Woher kommen die Flüchtlinge, die sich auf eine gefahrvolle Überquerung des Mittelmeers
einlassen?
Bekannt sind Routen, doch eine Route, wie die von Libyen nach Italien, verweist noch nicht auf die jeweiligen
Herkunftsregionen einzelner Flüchtlingsgruppen. Vielmehr liegt Libyen nur auf einer Land-Wasser Route, die von den
Schleppern und Flüchtlingen genutzt wird, wobei Libyen nicht mehr als eine Drehscheibe für viele Flüchtlinge darstellt.
Flüchtlinge aus unterschiedlichen afrikanischen Staaten und Schlepper wählen diese Route, da es in Libyen weder eine
intakte Infrastruktur noch eine funktionierende Regierung gibt. Libyen versank durch zwei Bürgerkriege immer tiefer in
ein Chaos und besitzt seit dem Sturz von Muammar al Gaddafi keine einheitlich handlungsfähige Regierung mehr. (Stand: 2015)
Zu den Top-Herkunftsländern zählen hingegen Syrien, Eritrea und in der Sub-Sahara gelegene Länder wie Somalia.

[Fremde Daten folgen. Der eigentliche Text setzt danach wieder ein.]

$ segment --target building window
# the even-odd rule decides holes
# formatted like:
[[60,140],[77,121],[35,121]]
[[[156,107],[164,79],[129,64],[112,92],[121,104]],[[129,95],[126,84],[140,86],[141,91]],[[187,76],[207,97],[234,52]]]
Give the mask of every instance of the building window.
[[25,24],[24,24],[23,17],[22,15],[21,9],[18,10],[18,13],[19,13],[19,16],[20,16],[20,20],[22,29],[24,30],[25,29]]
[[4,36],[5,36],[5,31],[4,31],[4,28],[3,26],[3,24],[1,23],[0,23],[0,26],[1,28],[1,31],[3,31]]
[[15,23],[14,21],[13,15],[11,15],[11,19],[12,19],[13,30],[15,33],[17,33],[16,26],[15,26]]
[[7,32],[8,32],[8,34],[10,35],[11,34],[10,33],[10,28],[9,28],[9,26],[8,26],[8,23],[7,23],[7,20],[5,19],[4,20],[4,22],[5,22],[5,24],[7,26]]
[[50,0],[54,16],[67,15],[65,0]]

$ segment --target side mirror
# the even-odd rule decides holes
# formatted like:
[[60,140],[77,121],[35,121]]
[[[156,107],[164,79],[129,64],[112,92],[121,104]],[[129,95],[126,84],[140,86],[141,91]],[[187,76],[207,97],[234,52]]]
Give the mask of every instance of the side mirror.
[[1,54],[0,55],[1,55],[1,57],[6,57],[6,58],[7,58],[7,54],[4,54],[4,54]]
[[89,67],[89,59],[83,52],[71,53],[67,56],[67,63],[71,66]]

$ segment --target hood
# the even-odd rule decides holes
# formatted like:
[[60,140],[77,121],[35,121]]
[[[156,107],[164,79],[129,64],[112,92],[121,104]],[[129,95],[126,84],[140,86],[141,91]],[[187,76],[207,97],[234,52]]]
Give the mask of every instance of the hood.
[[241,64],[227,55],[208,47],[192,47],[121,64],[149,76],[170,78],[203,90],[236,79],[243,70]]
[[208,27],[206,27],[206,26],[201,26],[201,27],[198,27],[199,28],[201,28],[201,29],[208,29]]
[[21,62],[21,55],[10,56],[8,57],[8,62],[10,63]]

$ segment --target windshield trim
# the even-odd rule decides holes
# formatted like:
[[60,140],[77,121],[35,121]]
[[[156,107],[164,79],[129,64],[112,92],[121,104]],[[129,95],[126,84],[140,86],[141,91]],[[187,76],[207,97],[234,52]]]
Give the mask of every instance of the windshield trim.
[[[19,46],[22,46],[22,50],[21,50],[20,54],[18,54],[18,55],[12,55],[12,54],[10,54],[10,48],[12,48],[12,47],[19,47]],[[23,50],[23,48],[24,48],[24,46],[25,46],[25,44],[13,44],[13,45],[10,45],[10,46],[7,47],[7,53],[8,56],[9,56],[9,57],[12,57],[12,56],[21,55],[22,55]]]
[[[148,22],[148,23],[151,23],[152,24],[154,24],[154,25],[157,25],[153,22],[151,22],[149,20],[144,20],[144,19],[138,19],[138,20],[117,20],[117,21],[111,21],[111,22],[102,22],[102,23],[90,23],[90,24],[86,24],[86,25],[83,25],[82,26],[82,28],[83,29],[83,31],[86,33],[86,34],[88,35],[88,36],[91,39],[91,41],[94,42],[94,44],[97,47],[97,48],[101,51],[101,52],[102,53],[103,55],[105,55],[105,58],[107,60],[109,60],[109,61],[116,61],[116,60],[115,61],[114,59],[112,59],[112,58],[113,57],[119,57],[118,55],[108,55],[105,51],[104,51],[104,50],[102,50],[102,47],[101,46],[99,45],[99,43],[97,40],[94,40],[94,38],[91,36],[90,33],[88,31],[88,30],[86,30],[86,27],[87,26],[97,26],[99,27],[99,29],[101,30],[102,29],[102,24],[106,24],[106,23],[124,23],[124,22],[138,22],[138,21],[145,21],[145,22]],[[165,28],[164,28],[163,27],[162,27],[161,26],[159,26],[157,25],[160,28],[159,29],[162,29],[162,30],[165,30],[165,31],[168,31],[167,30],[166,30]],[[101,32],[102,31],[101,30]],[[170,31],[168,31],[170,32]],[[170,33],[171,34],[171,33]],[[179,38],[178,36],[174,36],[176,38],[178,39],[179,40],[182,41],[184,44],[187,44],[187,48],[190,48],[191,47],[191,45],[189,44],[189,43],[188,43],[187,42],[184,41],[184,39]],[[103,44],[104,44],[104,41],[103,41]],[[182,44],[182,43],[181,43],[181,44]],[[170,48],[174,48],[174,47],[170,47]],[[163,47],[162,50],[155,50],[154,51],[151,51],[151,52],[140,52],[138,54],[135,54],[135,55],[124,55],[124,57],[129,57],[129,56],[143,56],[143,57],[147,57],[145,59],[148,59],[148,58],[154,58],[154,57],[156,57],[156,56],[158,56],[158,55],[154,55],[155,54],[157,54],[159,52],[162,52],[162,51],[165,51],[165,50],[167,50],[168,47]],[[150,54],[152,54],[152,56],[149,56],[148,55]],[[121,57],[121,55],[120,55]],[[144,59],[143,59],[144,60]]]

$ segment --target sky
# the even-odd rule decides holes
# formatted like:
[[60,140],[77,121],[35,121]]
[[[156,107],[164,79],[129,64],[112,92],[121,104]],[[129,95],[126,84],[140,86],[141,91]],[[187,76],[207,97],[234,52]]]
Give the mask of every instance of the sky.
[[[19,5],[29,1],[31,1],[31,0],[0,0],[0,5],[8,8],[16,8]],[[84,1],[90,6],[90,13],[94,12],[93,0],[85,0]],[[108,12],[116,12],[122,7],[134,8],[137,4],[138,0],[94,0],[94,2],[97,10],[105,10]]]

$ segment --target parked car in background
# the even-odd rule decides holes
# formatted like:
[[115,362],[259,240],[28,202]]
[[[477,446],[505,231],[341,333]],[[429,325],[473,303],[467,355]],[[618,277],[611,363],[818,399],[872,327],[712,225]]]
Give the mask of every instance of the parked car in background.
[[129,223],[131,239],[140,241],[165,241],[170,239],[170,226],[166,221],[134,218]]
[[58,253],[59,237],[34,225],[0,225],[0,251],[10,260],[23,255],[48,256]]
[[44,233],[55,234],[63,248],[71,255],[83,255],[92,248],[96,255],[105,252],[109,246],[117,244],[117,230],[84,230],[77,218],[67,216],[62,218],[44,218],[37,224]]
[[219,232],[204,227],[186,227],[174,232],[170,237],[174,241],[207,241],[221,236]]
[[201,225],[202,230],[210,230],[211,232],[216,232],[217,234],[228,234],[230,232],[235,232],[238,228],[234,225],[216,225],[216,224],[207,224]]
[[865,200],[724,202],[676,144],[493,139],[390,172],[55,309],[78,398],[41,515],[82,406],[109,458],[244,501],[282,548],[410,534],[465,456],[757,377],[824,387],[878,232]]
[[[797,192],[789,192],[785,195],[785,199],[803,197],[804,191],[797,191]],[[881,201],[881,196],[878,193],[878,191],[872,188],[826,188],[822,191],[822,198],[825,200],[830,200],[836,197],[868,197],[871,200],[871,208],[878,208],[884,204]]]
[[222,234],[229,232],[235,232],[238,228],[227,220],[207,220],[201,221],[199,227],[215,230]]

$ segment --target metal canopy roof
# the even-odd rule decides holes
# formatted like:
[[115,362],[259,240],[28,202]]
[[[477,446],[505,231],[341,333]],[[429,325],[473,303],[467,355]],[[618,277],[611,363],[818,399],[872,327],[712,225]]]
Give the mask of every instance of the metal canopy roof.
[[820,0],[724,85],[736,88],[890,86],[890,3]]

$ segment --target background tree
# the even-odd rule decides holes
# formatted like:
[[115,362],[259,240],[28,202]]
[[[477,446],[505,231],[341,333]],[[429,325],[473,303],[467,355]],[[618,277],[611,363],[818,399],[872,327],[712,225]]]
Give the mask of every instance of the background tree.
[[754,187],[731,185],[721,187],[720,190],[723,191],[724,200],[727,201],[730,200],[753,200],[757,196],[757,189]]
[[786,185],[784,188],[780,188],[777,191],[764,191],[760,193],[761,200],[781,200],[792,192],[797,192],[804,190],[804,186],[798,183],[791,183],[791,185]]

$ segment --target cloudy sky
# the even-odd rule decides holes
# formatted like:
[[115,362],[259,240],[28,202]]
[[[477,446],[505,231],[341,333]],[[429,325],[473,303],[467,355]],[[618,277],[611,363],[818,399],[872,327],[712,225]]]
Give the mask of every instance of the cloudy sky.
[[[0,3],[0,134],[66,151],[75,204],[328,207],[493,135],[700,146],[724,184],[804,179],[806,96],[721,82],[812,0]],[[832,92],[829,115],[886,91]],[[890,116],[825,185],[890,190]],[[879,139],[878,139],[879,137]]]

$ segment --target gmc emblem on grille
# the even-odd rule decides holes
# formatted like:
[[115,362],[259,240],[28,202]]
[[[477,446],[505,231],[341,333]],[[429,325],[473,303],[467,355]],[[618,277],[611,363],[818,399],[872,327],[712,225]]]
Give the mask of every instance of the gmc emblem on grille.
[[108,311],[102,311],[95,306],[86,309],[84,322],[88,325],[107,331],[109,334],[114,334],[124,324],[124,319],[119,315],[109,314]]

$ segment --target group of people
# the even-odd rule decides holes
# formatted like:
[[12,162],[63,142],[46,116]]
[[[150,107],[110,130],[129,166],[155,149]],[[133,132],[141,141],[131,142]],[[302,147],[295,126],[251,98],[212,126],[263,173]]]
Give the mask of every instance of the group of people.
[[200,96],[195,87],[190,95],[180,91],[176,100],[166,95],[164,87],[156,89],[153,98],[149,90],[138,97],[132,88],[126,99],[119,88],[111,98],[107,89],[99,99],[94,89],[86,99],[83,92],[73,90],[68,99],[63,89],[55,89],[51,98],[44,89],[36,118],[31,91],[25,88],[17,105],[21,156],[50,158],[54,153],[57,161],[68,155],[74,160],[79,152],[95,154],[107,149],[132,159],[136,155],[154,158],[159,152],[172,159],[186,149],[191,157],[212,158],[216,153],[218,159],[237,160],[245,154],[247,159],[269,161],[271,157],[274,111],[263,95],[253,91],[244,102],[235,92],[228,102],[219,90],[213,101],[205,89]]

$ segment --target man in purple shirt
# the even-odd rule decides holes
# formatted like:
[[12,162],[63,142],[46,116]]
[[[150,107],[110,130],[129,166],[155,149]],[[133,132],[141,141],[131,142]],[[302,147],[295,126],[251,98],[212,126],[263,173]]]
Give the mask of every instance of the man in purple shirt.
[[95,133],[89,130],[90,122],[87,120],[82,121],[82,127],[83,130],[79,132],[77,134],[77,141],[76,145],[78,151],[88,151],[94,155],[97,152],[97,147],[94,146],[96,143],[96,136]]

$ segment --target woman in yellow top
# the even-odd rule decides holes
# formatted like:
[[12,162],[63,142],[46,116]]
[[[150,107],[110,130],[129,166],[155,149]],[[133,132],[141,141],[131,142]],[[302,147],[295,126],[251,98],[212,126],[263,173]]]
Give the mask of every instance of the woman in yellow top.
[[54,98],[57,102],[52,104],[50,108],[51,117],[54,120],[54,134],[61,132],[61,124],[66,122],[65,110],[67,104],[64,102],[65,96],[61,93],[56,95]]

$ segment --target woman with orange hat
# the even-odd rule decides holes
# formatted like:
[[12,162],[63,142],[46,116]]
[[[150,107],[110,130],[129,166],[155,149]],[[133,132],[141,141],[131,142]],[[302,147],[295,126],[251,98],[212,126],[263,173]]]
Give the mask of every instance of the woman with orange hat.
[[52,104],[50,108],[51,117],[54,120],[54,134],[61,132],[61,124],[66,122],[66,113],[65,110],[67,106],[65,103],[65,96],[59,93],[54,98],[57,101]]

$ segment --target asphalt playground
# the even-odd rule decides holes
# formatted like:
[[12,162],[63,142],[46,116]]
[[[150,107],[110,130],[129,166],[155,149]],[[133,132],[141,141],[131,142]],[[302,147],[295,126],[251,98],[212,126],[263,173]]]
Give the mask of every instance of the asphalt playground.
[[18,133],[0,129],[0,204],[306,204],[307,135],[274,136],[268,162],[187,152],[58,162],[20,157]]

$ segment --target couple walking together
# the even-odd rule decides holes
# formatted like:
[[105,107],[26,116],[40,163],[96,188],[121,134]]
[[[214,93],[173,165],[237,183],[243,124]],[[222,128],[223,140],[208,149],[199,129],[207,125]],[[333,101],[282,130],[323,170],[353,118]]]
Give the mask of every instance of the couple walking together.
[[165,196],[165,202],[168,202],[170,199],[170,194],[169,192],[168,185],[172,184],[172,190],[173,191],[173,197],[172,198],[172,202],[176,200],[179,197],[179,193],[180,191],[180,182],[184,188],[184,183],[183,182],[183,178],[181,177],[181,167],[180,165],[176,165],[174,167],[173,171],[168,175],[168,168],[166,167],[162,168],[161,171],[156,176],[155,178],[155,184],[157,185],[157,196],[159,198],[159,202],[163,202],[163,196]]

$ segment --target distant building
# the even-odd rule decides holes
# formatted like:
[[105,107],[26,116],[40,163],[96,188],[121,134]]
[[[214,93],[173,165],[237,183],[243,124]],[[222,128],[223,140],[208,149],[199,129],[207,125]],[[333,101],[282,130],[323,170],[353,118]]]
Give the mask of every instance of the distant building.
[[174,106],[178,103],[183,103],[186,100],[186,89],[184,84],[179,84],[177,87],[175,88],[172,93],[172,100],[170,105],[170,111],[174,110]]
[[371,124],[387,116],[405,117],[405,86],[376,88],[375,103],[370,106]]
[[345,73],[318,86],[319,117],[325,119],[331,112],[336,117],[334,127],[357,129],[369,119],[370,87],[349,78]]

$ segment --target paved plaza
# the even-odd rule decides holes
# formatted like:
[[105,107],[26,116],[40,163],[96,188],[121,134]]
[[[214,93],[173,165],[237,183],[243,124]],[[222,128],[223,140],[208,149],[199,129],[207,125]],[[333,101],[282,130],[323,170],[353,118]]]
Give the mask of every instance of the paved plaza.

Nachfolgend
ein kleiner, wenn gleich unvollkommener Überblick mit Daten von Frontex für das Jahr 2014.
Screenshot von NASA World Wind (public domain) | Daten von Frontex
Wer nach den Hintergründen für eine Flucht sucht, erhält einen ersten Anhaltspunkt bei einem Blick
in den Human Development Index (HDI)[1].
Der HDI liefert Anhaltspunkte zum durchschnittlichen pro Kopf-Einkommen, zur Lebenserwartung und zu den
Bildungsmöglichkeiten (Schulbesuch in Jahre). So liegt zum Beispiel die
durchschnittliche Lebenserwartung in Eritrea um rund 20 Jahre unter der in Deutschland und die durchschnittliche Zeit
für den Schulbesuch bei weniger als einem Drittel im Vergleich zum europäischen Durchschnitt.
Allein ungünstige Lebensumstände würden jedoch noch keine Völkerwanderung auslösen, wie einst beim Einfall der Hunnen ins
heutige Mitteleuropa. Vielmehr spielen weitere Gründe eine entscheidende Rolle, wie der Bürgerkrieg in Syrien, der seit
seinem Ausbruch im Jahre 2011 bis Ende des ersten Quartals 2015 bereits über 220.000 Menschen das Leben kostete und mehr als
vier Millionen Syrier veranlasste, ihr Heimatland zu verlassen. Hinzu kommt, dass kein Ende des Konfliktes in Sicht ist,
da neben den syrischen Regierungstruppen gleich mehrere Gruppierungen um eine Vormachtstellung im Land kämpfen, wie
der IS, der bereits weite Teile des Landes kontrollieren soll. (Stand: 2015)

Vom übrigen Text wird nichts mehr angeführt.